Du coup, cela implique un casting presque uniquement composé d’enfants, cela n’a pas été compliqué de les diriger, notamment dans certaines scènes violentes ?

Travailler avec des enfants est ce que je préfère ! L’enfant n’a pas de vision globale, il travaille scène par scène. C’est probablement la meilleure façon de faire. Les problèmes de compréhension de l’histoire, je les ai eues avec les acteurs adultes ! Les acteurs n’acceptent jamais d’être totalement dirigés… Cela conduit à des conflits inutiles que je ne supporte pas. Les enfants vous suivent parce qu’ils vous font confiance. Construire ce rapport de confiance est difficile au début, mais une fois qu’il est en place, naît l’échange.

Vous citez Werner Herzog comme influence cinématographique… Personnellement, j’ai vu des clins d’œil à Pasolini, à Fellini et le fait de travailler avec des acteurs non professionnels comme les enfants rappellent le néoréalisme italien…

Oui, de nombreux metteurs en scène italiens comme Ettore Scola, Mario Monicelli, mais surtout Vittorio De Sica, ont travaillé avec des enfants.
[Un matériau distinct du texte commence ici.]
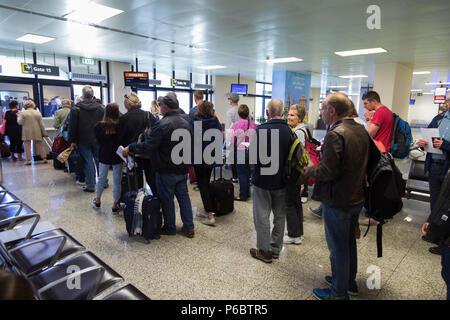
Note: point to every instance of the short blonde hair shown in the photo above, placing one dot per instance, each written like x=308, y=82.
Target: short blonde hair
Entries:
x=29, y=104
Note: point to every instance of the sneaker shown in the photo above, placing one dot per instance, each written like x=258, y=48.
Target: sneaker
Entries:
x=189, y=233
x=261, y=255
x=208, y=222
x=95, y=205
x=326, y=294
x=350, y=291
x=316, y=211
x=290, y=240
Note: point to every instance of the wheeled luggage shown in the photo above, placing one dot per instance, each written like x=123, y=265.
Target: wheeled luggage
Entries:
x=222, y=193
x=142, y=211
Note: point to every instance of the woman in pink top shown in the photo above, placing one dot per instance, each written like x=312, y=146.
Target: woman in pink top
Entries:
x=239, y=140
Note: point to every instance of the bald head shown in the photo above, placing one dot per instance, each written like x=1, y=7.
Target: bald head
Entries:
x=275, y=108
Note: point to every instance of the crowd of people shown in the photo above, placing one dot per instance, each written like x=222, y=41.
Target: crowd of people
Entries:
x=340, y=179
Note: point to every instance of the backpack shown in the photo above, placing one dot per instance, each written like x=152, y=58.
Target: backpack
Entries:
x=311, y=146
x=385, y=191
x=296, y=162
x=401, y=138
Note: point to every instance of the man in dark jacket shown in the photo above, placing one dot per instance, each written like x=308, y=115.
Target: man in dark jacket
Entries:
x=340, y=184
x=438, y=164
x=84, y=117
x=131, y=125
x=171, y=178
x=269, y=192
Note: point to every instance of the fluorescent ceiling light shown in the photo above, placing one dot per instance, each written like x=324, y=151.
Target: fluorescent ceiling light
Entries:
x=33, y=38
x=284, y=60
x=93, y=13
x=360, y=52
x=436, y=83
x=212, y=67
x=353, y=76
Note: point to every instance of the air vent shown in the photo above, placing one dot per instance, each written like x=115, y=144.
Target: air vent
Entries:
x=88, y=77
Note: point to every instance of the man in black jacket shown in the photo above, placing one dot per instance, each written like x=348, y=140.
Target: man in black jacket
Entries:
x=171, y=178
x=85, y=116
x=131, y=125
x=340, y=184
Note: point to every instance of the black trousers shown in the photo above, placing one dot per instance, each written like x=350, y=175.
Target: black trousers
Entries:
x=294, y=211
x=16, y=144
x=146, y=166
x=203, y=178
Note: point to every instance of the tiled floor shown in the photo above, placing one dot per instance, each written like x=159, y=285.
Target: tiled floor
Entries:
x=216, y=264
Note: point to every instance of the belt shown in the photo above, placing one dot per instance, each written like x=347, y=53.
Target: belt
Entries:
x=441, y=162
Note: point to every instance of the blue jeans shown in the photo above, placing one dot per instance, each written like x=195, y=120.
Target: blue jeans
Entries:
x=103, y=180
x=435, y=182
x=169, y=185
x=340, y=225
x=89, y=153
x=445, y=260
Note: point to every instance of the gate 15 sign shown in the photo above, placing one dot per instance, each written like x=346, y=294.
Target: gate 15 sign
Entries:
x=29, y=68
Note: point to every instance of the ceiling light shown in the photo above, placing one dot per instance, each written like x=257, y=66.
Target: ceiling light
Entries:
x=212, y=67
x=354, y=76
x=93, y=13
x=360, y=52
x=284, y=60
x=436, y=83
x=33, y=38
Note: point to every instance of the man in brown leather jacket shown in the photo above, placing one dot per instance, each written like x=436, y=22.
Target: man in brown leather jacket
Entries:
x=340, y=186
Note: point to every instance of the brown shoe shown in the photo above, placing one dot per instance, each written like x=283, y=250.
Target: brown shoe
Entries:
x=190, y=233
x=265, y=256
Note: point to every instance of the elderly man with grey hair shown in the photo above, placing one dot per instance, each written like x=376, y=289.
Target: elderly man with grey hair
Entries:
x=84, y=117
x=269, y=193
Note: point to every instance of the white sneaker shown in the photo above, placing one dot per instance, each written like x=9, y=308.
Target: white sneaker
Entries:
x=209, y=222
x=289, y=240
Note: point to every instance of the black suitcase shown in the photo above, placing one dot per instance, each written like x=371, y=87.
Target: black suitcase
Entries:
x=222, y=193
x=151, y=212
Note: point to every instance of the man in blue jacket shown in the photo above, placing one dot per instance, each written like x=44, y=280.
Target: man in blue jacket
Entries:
x=171, y=178
x=437, y=165
x=269, y=192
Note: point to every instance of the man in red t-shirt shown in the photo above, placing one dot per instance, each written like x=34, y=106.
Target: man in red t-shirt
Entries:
x=382, y=122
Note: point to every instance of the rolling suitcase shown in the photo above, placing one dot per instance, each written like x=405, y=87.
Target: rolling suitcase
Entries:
x=142, y=211
x=222, y=193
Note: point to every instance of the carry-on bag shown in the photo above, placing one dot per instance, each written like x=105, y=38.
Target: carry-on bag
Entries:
x=222, y=193
x=142, y=211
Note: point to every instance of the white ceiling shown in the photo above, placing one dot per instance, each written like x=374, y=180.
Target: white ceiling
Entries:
x=241, y=34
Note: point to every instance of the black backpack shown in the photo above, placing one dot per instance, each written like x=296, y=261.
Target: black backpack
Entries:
x=385, y=191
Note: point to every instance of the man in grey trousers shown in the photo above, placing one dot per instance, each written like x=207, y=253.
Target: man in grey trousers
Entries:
x=269, y=191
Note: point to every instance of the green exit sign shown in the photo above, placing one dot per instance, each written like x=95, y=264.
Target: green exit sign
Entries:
x=88, y=61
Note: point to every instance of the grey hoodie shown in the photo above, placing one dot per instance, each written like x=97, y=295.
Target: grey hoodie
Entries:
x=85, y=115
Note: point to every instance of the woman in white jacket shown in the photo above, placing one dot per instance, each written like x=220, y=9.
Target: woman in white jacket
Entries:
x=32, y=130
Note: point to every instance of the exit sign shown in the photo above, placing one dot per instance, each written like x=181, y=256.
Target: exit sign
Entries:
x=88, y=61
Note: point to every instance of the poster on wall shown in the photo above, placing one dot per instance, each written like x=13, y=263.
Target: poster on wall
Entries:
x=6, y=96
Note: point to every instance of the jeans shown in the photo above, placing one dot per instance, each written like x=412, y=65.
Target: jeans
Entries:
x=203, y=175
x=435, y=182
x=340, y=225
x=265, y=202
x=89, y=153
x=103, y=180
x=294, y=211
x=445, y=260
x=169, y=185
Sur le tournage d’Il Miraccolo, ce n’était pas facile avec les acteurs professionnels. Peut-être que je n’étais pas assez aguerri à l’époque. Mais il se trouve que j’envisage de tourner mon premier film et je pense que je vais travailler uniquement avec des non-professionnels, parce qu’ils donnent beaucoup.

Comme dans « Il Miracolo » , le sacré est toujours présent, mais semble être en arrière-plan…

Le sacré apparaît notamment avec cette sorte de temple, très étrangement animiste, qu’Anna et son frère construisent autour des ossements de leur mère qu’ils recouvrent avec des bijoux, des jouets, etc. Ils honorent le corps de leur mère comme s’il s’agissait de celui d’une déesse. L’animisme m’intéressait beaucoup parce qu’il s’agit des racines du sacré. Au fil des épisodes, on voit les étapes de la consomption du cadavre de la mère d’Anna : il se gonfle, se momifie, et devient quelque chose de presque minéral. En grandissant, Anna décide d’ensevelir les restes de sa mère sous terre… Tous les enfants de la série se questionnent et apportent leur réponse à ce qu’est la vie après la mort. J’aimais l’idée d’explorer cet aspect primitif et simpliste de la foi et d’imaginer les réponses très simples que les enfants donnent à cette question.

L’espoir qui anime Anna tout au long de votre œuvre est-il lié à sa vision de la vie après la mort ?

Anna est animée par autre chose. Elle est la seule qui se demande : « Est-ce que tous les adultes sont morts ? ». C’est ça, le moteur d’Anna. C’est parce qu’elle porte cet espoir et qu’elle est motivée par cette quête qu’Anna incarne le meilleur de l’humanité.